La proposición se da cuando quien decide cometer un delito invita a otra persona a participar en él (art. 17.2). La provocación ocurre cuando se incita directamente a perpetrar un delito mediante imprenta, radiodifusión o medios semejantes de publicidad ante una concurrencia de personas (art. 18.1). La gran cantidad de público a la que estamos expuestos en redes hoy configura la apología, que es la exposición, ante una concurrencia de personas o por cualquier medio de difusión, de ideas o doctrinas que ensalcen el crimen o enaltezcan a su autor. Así, no es solo lo que se dice, sino a quién se dirige, dónde y con qué intención se dice. En conjunto, los principios de cortesía se activan en función de la polaridad y el grado.
La teoría de los actos de habla, desde la lingüística, indaga en la falsedad y la mentira desde la teoría de los infortunios (Austin, 1962), que son los modos en que una emisión realizativa puede resultar insatisfactoria. Los infortunios aparecen cuando se violentan ciertas reglas, como por ejemplo,
alterar los procedimientos convencionales y la emisión de sus palabras esperadas (por ejemplo, malas aplicaciones, que dan lugar a actos pretendidos pero nulos). En determinadas condiciones pueden ser considerados abusos. Son actos procesales pero huecos, es decir, se produce un acto no autorizado.
Otro fallo es el que se produce cuando las personas y circunstancias no son las apropiadas, o el procedimiento no es ejecutado por todos los participantes, o se realiza de manera incompleta. Esto da lugar, entre otros, a los actos insinceros. Da lugar a malas ejecuciones, esto es, actos viciados que conducen a defectos (faltan participantes) u obstrucciones (incompletos).
La violación de las reglas relativas a pensamientos y sentimientos da lugar a los abusos. Puede materializar en forma de insinceridades, cuando no se tienen los sentimientos requeridos, o cuando se produce una ruptura de compromiso.

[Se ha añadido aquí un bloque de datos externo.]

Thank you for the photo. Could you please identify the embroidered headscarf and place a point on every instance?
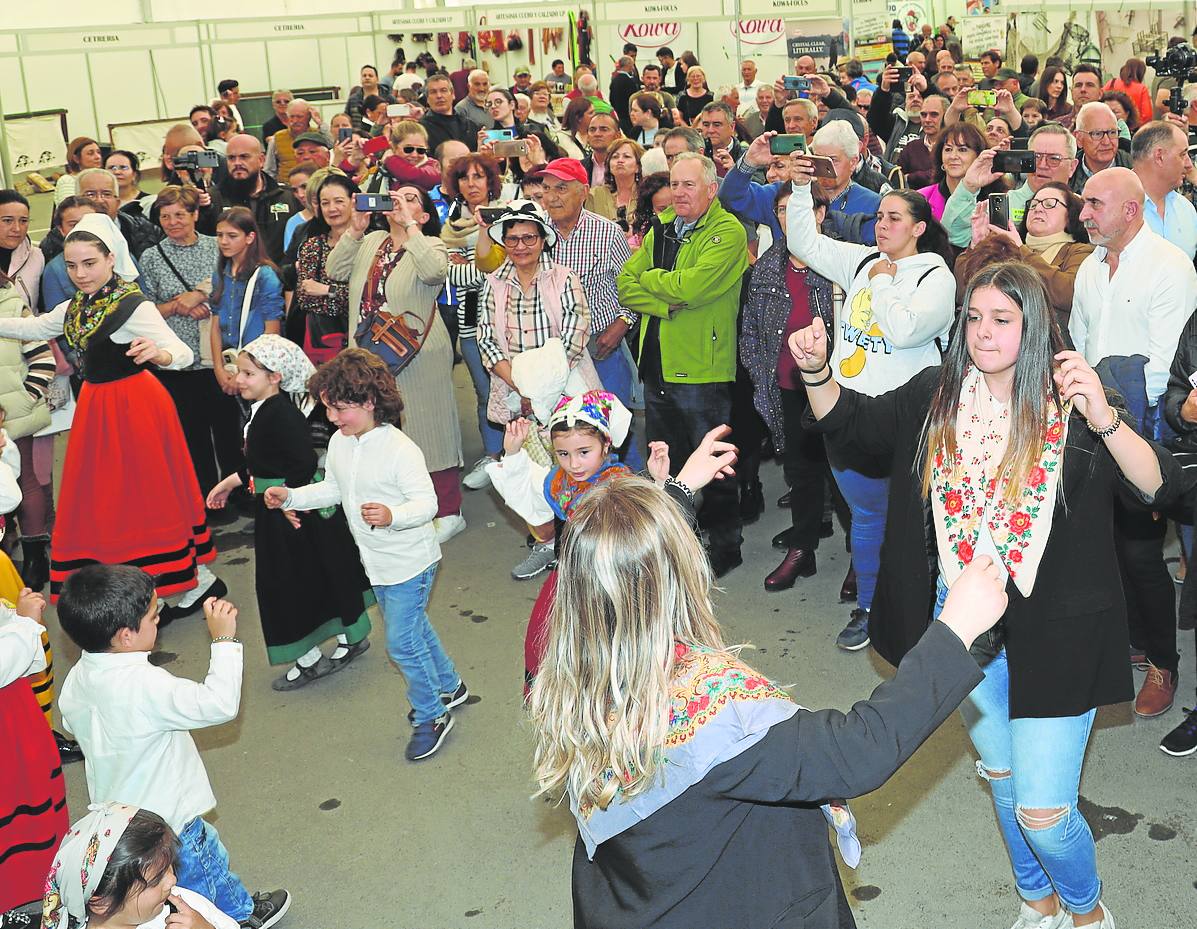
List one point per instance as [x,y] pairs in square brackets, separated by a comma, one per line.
[597,408]
[80,862]
[966,492]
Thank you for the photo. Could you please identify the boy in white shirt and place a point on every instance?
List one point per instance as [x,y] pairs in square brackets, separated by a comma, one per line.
[133,718]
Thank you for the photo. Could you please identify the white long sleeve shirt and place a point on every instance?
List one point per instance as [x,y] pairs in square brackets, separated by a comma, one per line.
[887,328]
[1141,309]
[381,466]
[145,322]
[133,721]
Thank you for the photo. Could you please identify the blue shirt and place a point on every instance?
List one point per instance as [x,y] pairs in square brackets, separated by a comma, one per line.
[1179,223]
[266,304]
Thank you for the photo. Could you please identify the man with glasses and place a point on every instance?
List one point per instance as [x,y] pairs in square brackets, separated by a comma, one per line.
[1097,134]
[685,281]
[595,249]
[99,187]
[1055,150]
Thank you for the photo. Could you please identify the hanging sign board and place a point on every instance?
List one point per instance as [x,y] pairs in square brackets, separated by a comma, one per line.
[425,19]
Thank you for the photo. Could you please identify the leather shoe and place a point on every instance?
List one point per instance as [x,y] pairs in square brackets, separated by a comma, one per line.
[797,563]
[724,559]
[848,589]
[1156,693]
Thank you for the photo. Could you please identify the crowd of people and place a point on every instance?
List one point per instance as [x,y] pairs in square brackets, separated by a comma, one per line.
[961,313]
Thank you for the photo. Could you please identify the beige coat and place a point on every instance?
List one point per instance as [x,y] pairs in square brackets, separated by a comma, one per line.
[430,407]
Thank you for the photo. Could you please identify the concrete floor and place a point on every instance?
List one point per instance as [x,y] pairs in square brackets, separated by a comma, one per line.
[315,795]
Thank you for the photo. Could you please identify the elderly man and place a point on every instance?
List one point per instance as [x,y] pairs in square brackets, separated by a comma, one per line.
[685,278]
[280,152]
[1055,150]
[102,189]
[595,249]
[248,184]
[1132,297]
[473,105]
[1097,135]
[441,121]
[1160,153]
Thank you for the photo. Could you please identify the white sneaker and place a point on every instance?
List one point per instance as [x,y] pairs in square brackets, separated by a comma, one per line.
[541,557]
[1030,918]
[478,478]
[448,527]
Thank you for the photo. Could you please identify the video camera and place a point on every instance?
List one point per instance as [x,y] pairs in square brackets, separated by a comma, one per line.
[1179,62]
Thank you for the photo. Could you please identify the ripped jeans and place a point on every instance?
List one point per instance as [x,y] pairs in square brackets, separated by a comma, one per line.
[1047,839]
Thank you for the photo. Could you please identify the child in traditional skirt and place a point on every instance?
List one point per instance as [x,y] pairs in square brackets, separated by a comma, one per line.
[310,583]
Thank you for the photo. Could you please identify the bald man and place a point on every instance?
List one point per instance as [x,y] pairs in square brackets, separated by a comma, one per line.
[249,186]
[1132,296]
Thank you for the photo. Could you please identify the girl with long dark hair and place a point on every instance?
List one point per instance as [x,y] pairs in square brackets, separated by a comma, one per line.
[1012,450]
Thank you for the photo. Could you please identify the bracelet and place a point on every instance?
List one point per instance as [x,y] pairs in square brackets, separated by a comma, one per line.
[1109,430]
[816,383]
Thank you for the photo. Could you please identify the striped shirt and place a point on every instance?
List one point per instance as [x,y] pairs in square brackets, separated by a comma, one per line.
[529,325]
[595,252]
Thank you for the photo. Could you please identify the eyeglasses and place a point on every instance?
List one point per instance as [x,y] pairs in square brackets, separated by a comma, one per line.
[1047,202]
[526,241]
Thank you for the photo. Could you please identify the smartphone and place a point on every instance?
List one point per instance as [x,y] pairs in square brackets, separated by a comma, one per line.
[510,149]
[788,144]
[375,145]
[824,165]
[372,202]
[998,211]
[1015,161]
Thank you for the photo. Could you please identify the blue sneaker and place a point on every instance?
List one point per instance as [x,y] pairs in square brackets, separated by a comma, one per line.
[856,633]
[426,738]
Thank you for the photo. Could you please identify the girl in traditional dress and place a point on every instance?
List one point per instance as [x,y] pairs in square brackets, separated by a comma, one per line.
[309,578]
[129,493]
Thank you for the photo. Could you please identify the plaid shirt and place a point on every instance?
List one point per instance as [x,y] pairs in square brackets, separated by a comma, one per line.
[595,250]
[528,321]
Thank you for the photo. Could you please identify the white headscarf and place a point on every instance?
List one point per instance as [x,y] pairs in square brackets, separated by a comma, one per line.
[103,228]
[81,861]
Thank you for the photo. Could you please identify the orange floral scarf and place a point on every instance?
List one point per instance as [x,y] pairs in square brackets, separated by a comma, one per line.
[966,491]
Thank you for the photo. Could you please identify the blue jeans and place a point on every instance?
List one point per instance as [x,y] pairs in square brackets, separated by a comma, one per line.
[1041,759]
[414,647]
[204,868]
[618,377]
[868,499]
[492,436]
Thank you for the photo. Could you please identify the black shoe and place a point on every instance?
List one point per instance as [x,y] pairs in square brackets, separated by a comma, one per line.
[269,906]
[168,614]
[1183,740]
[724,559]
[35,566]
[752,502]
[68,748]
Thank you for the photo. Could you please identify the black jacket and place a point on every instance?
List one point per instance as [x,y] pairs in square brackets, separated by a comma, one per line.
[1065,643]
[747,845]
[272,208]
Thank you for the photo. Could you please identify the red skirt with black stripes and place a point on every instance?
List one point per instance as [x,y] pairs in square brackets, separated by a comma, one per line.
[32,797]
[128,492]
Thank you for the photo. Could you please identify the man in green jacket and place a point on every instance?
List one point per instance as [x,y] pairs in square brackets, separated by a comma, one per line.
[685,281]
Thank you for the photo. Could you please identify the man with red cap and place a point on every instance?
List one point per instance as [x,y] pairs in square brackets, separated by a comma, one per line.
[595,249]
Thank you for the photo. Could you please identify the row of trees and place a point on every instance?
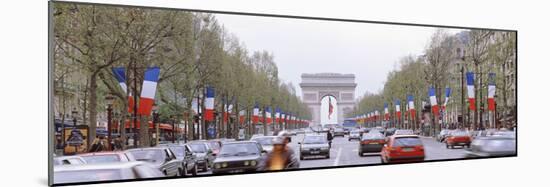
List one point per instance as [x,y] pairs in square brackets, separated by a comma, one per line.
[193,51]
[443,65]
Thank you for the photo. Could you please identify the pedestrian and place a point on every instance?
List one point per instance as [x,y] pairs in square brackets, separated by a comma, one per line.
[329,138]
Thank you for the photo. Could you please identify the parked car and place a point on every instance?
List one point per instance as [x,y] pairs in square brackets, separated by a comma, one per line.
[403,148]
[107,157]
[443,134]
[68,160]
[339,132]
[187,158]
[238,157]
[403,132]
[265,141]
[161,158]
[203,154]
[492,146]
[314,145]
[458,138]
[355,135]
[104,172]
[371,143]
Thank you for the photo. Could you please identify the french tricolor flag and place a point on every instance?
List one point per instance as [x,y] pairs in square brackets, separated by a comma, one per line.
[148,90]
[277,115]
[386,112]
[255,114]
[120,76]
[447,97]
[433,101]
[471,89]
[209,104]
[268,114]
[410,99]
[398,109]
[491,92]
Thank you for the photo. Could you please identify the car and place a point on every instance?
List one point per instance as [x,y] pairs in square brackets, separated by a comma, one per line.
[443,134]
[458,138]
[286,134]
[355,135]
[187,158]
[490,146]
[339,132]
[161,158]
[314,145]
[403,132]
[239,157]
[203,154]
[389,132]
[107,157]
[104,172]
[265,141]
[371,143]
[403,148]
[68,160]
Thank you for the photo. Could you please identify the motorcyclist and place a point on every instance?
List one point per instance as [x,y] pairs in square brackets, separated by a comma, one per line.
[282,156]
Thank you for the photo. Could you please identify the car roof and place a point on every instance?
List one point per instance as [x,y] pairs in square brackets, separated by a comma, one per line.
[96,166]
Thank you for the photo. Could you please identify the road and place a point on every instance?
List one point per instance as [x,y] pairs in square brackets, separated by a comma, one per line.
[344,152]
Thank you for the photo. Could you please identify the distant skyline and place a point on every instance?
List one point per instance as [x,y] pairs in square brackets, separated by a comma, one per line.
[370,51]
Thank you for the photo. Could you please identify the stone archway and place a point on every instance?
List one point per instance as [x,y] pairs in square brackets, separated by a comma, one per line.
[340,86]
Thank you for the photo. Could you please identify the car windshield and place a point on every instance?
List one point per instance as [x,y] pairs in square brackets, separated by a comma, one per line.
[152,155]
[239,149]
[264,140]
[87,175]
[91,159]
[371,136]
[406,142]
[496,145]
[314,140]
[459,133]
[198,147]
[178,151]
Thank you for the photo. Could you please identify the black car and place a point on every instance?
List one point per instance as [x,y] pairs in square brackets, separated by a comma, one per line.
[314,145]
[239,157]
[186,156]
[372,142]
[490,146]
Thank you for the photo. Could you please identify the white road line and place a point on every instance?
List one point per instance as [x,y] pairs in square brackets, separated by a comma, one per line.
[338,157]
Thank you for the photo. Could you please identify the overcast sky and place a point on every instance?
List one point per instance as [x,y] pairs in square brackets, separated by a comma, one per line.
[370,51]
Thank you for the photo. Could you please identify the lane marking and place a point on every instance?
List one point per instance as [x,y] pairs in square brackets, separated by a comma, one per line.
[338,157]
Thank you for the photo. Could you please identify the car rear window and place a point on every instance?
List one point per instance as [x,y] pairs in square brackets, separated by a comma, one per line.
[406,141]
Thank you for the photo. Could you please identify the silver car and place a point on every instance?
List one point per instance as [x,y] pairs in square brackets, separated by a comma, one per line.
[65,174]
[161,158]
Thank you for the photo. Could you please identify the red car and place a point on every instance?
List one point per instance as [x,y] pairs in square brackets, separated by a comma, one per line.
[402,148]
[458,138]
[107,157]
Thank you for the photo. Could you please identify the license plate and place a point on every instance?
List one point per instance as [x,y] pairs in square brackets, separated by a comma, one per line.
[236,171]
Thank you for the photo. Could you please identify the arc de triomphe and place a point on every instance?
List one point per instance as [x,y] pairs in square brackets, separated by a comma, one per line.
[316,86]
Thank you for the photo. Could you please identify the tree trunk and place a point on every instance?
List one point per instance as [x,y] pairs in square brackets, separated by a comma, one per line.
[92,107]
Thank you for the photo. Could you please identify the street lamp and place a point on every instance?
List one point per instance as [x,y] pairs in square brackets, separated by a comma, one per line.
[155,123]
[110,99]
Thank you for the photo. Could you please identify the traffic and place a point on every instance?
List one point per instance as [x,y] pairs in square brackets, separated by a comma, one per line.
[309,147]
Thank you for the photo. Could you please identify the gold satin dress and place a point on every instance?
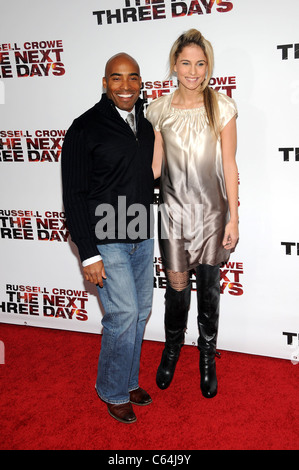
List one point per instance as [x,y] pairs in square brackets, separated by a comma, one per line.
[193,207]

Esta teoría de los infortunios se da en el marco de actos convencionales, donde son esperadas ciertas respuestas y lo que se rompe es esa expectativa convencionalizada. En el sentido lógico y filosófico, estamos ante enunciados que no son falsos en sí, sino, antes bien, desafortunados, debido a que lo que falla es una de las presuposiciones. No se contemplan en esta teoría otros actos como los realizados bajo coacción, accidentalmente, o inintencionadamente. Excusas, malentendidos, humor (chistes) y ficción (cuentos o fábulas) en su calidad de contextos non bona fide, exigen diferente trato al de los actos convencionales (bona fide). El problema actual radica en que todo lo expuesto en redes sociales se considera tácitamente non bona fide, porque no está pautado ni reglado (salvo las reglas que imponga la aplicación o el grupo en cuestión, y que no siempre aparecen explícitamente o son leídas y consensuadas por los miembros del grupo). No obstante, los mensajes, muchas veces desprovistos de suficiente contextualización, o emitidos por hablantes invisibilizados bajo perfiles falsos u opacos, son objeto fácil de deslices.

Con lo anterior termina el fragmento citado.